Victor, Félix et Aaron semblent avoir oublié les leçons de leur maître. Voir Shen Qianfan réduite à nettoyer le sol devant eux est insupportable. Lina Serre agit comme si elle possédait l'endroit, oubliant qui est la vraie héritière du talent. Dans REINE SIMON, JE T'AIME, la trahison familiale fait plus mal que n'importe quelle rivalité professionnelle. J'espère qu'elle se relèvera bientôt.
Le saut temporel est brutal. Hier elle était la star du Salon International, aujourd'hui elle porte un survêtement gris dans le salon Yunhé.

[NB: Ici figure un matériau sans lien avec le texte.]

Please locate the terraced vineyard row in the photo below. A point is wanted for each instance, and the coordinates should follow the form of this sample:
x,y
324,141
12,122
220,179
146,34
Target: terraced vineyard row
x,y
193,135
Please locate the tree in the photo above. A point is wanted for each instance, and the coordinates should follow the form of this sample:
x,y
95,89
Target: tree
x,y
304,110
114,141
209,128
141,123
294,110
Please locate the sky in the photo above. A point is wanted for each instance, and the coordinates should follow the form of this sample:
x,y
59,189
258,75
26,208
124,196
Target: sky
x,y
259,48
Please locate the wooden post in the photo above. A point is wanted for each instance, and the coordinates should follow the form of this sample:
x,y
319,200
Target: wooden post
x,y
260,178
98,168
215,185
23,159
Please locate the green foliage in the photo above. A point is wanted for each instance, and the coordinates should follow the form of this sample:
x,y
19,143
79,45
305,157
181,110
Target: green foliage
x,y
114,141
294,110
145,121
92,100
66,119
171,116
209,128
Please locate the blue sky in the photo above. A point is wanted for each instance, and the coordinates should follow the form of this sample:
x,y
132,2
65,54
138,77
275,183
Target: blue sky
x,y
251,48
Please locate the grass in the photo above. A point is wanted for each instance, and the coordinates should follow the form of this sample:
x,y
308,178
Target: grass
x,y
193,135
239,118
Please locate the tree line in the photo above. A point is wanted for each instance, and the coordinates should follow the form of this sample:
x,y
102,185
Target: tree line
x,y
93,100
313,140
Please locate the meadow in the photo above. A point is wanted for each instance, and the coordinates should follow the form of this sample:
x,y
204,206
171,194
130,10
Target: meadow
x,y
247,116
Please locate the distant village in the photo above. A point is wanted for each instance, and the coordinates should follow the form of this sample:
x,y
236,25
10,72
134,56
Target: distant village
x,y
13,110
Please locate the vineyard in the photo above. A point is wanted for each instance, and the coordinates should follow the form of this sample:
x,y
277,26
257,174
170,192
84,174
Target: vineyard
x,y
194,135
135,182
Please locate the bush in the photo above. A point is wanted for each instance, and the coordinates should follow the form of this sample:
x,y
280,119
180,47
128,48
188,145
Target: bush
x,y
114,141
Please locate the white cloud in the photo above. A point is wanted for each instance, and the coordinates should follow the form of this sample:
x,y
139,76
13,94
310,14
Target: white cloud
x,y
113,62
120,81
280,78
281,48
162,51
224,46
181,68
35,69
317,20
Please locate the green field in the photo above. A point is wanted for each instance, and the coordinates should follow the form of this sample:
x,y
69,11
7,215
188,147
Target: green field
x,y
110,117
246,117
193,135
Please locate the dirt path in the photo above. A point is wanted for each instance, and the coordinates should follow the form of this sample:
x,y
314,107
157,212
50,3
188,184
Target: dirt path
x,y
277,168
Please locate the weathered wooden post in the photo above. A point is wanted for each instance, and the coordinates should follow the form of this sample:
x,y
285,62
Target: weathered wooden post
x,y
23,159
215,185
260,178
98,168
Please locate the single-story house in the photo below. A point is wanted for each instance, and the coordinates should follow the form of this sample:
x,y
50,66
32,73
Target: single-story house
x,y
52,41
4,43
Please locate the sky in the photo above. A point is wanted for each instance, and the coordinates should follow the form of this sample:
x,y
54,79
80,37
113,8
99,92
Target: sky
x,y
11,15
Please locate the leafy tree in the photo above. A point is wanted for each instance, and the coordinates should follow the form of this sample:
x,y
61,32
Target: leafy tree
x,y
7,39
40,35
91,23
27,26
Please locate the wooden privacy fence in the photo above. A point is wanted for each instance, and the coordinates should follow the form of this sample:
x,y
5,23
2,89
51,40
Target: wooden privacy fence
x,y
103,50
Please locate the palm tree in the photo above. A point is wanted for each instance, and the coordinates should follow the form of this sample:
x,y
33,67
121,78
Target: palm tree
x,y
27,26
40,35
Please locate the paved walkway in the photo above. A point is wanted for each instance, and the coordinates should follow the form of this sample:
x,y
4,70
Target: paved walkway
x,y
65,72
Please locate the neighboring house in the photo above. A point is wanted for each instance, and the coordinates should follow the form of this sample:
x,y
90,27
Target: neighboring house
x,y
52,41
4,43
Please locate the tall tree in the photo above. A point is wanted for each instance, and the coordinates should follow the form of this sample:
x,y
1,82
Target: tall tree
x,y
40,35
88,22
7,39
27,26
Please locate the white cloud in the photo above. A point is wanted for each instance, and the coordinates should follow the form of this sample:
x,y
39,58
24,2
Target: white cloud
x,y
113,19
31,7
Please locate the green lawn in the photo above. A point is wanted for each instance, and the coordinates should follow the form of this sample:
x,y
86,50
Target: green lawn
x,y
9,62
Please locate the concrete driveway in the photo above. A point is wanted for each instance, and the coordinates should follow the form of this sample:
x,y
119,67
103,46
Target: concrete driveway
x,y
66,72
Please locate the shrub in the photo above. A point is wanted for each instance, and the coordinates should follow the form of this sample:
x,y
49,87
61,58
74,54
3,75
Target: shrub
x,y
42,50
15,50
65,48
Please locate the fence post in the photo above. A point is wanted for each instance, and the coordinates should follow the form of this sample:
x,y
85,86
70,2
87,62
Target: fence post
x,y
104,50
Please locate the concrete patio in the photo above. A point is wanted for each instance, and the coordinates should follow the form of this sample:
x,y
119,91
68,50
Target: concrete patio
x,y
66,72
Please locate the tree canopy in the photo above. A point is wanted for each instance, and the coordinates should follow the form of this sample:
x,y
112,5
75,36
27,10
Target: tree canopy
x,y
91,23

La nouvelle à la télé sur l'arrivée d'une superstar ajoute du sel dans la plaie. Shen Qianfan garde la tête haute malgré l'humiliation, ce qui rend REINE SIMON, JE T'AIME encore plus poignant. Sa résilience est admirable face à tant d'adversité.
Même en train de balayer, Shen Qianfan dégage une prestance que Lina Serre ne pourra jamais imiter. La façon dont elle tient son balai ressemble presque à une pose de défilé. C'est typique de REINE SIMON, JE T'AIME de montrer que le vrai talent ne s'efface pas avec la poussière. Les regards méprisants des autres disciples ne font que souligner sa grandeur passée.
La scène du couloir inondé de lumière où elle apprend le décès de sa mère est visuellement magnifique et émotionnellement dévastatrice. Elle court vers une lumière qui semble l'aspirer. Un an après, dans REINE SIMON, JE T'AIME, on sent qu'elle porte toujours ce deuil comme un fardeau. Son silence en dit plus long que tous les discours de ses rivaux réunis.
Lina Serre se pose en patronne alors qu'elle n'est que la disciple de la mère de Shen Qianfan. L'ironie est savoureuse dans REINE SIMON, JE T'AIME. Victor et les autres garçons semblent gênés mais ne font rien pour aider. C'est une critique sociale subtile sur la façon dont le succès attire les faux amis et comment l'échec révèle les vrais visages.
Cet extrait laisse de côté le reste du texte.